Experimentally mapping protein sequence space requires high-throughput library synthesis, screening, and sequencing, any of which could be a bottleneck. From this work, we found library construction and sequencing to be more limiting than microfluidic screening. Our random mutagenesis library contained 6 million unique variants (colony-forming units), and the transformation efficiency limited the size of this library. The microfluidic sorter analyzed over 10 million enzyme variants in 23 h, and the throughput of more recent sorter designs is more than an order of magnitude faster (28)—enabling the screening of libraries beyond 108 variants. Although Illumina DNA sequencers can provide a large number of sequencing reads, read length is currently limited to ∼600 bp, about one-third of the bgl3 gene. A number of new methods to generate longer read lengths have recently been developed (29, 30) and would allow a pairwise analysis by correlating the effects of mutations at distant sequence positions.
Our method relies on a microfluidic droplet sorter that requires specialized instrumentation not typically found in a biochemistry laboratory. However, an alternative to screening enzyme variants in water-in-oil droplets is to screen using water-in-oil-in-water double emulsions (31). Double-emulsion droplets also provide microcompartments with which to test individual enzyme variants but can be generated using commercially available microfluidic systems (Dolomite Microfluidics) and sorted using standard cell sorters (32). This should provide an easily adoptable and widely available solution for implementing our sequence–function mapping method.

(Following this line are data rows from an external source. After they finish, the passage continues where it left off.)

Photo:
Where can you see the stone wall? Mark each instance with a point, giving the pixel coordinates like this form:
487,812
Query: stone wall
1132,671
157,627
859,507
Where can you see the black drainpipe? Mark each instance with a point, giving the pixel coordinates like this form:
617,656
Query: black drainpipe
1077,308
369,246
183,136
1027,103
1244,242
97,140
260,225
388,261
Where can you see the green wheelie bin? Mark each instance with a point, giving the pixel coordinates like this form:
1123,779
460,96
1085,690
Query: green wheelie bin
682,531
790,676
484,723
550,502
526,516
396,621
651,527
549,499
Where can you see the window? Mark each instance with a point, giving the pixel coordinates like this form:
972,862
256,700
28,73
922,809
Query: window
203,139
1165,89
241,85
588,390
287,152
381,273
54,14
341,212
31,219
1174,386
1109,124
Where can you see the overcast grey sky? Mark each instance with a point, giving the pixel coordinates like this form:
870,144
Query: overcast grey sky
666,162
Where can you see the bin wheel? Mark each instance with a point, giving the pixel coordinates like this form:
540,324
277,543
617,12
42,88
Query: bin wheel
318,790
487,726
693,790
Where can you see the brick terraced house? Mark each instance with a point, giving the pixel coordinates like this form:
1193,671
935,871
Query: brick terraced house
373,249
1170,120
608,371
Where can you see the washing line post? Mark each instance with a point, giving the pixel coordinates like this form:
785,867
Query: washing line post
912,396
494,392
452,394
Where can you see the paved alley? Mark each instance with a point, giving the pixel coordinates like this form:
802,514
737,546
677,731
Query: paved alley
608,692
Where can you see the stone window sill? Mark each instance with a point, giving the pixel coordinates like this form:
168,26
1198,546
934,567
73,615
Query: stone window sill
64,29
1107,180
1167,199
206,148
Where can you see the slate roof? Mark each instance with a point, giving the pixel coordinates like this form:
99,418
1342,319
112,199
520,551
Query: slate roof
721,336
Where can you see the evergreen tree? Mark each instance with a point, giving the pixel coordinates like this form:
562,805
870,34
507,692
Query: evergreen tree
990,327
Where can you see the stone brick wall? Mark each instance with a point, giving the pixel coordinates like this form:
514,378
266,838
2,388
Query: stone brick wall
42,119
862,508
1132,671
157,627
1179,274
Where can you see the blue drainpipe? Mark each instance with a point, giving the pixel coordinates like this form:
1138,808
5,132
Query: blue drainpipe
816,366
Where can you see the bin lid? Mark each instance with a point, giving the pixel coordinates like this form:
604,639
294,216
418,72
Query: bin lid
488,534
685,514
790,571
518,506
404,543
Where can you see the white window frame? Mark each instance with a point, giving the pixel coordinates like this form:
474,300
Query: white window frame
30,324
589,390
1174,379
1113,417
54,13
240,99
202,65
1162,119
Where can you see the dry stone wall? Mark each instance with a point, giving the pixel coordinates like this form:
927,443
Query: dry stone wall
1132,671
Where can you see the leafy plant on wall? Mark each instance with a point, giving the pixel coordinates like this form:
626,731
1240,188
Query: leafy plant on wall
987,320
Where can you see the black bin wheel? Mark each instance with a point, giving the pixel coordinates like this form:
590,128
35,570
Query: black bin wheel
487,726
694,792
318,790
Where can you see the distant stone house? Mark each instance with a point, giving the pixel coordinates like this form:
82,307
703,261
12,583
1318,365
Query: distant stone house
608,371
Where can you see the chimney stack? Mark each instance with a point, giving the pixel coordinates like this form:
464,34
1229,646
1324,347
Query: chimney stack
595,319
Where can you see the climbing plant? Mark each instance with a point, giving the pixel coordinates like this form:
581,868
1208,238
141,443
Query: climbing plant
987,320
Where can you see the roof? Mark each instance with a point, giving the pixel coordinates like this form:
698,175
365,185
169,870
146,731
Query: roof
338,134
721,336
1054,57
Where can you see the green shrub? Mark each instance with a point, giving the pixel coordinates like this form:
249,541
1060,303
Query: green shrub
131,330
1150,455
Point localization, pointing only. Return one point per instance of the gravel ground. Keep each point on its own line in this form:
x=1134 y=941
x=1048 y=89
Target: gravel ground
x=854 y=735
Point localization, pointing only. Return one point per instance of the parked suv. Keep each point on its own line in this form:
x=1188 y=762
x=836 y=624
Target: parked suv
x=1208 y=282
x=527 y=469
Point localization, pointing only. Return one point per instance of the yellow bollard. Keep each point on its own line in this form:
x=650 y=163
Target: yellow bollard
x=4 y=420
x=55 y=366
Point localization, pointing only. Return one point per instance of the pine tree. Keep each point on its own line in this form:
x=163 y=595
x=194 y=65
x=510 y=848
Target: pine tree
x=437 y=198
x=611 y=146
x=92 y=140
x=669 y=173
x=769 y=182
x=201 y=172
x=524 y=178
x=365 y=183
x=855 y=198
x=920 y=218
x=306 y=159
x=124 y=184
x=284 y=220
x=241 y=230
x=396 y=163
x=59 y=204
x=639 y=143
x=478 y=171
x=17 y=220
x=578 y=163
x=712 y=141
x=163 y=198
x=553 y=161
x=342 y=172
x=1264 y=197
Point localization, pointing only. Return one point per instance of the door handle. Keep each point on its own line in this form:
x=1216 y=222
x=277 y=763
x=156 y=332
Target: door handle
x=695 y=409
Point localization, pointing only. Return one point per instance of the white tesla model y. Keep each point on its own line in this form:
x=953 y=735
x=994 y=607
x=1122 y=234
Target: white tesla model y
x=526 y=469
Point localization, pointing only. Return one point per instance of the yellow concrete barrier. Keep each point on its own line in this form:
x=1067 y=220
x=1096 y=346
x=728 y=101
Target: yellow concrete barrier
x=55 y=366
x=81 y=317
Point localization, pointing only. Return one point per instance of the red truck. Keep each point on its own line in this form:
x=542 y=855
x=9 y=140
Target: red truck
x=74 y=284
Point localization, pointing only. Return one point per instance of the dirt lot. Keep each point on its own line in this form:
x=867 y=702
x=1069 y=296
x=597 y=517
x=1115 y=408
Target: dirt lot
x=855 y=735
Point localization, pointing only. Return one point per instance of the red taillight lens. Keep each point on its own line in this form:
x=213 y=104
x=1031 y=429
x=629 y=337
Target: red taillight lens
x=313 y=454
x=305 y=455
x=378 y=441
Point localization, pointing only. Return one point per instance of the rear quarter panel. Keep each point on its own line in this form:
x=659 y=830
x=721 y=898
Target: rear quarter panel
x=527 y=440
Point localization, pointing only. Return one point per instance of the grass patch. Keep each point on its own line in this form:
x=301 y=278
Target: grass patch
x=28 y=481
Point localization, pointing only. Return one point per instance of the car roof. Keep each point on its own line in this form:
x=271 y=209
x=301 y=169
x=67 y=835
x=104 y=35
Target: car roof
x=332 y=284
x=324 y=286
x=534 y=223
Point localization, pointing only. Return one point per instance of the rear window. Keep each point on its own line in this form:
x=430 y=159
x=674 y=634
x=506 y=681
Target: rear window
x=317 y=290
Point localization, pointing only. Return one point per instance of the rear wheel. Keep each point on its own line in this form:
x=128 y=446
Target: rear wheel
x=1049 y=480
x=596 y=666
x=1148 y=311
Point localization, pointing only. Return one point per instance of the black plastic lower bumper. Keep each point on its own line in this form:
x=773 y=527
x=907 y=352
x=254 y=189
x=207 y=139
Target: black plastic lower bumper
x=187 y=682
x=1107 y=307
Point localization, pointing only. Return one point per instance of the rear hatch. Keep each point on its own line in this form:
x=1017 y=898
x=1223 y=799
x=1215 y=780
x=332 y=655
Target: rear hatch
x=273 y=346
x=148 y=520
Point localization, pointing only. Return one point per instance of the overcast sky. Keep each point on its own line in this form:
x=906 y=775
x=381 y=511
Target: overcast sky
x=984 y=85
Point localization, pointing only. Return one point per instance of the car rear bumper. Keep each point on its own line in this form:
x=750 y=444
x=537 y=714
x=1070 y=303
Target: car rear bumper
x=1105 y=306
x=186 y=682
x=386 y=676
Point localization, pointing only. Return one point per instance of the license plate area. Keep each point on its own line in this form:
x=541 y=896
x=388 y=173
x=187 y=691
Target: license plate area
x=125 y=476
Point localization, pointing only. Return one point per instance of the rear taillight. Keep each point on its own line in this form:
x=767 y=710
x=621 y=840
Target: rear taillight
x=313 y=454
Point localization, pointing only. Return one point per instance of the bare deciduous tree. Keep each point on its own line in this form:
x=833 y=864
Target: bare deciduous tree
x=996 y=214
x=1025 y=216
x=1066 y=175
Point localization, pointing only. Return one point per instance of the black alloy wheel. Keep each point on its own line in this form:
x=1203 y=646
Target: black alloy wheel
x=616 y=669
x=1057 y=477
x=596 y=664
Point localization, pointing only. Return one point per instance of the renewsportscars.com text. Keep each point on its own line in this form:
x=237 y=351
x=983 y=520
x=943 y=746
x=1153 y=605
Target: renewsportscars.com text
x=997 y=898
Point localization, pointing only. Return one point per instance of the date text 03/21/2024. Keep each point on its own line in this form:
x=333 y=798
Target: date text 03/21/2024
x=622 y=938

Our method could potentially be applied to a large number of different enzyme classes. In addition to glycosidases, emulsion-based methods have been used to screen DNA/RNA polymerases, oxidoreductases, sulfatases, peroxidases, esterases, proteases, and even ribozymes (10, 11, 33–37). The greatest challenge with emulsion-based screening is finding a fluorescent assay for one’s particular enzyme of interest. It is important to note that some small-molecule dyes readily exchange between emulsion droplets and limit the ability to resolve functional differences (38).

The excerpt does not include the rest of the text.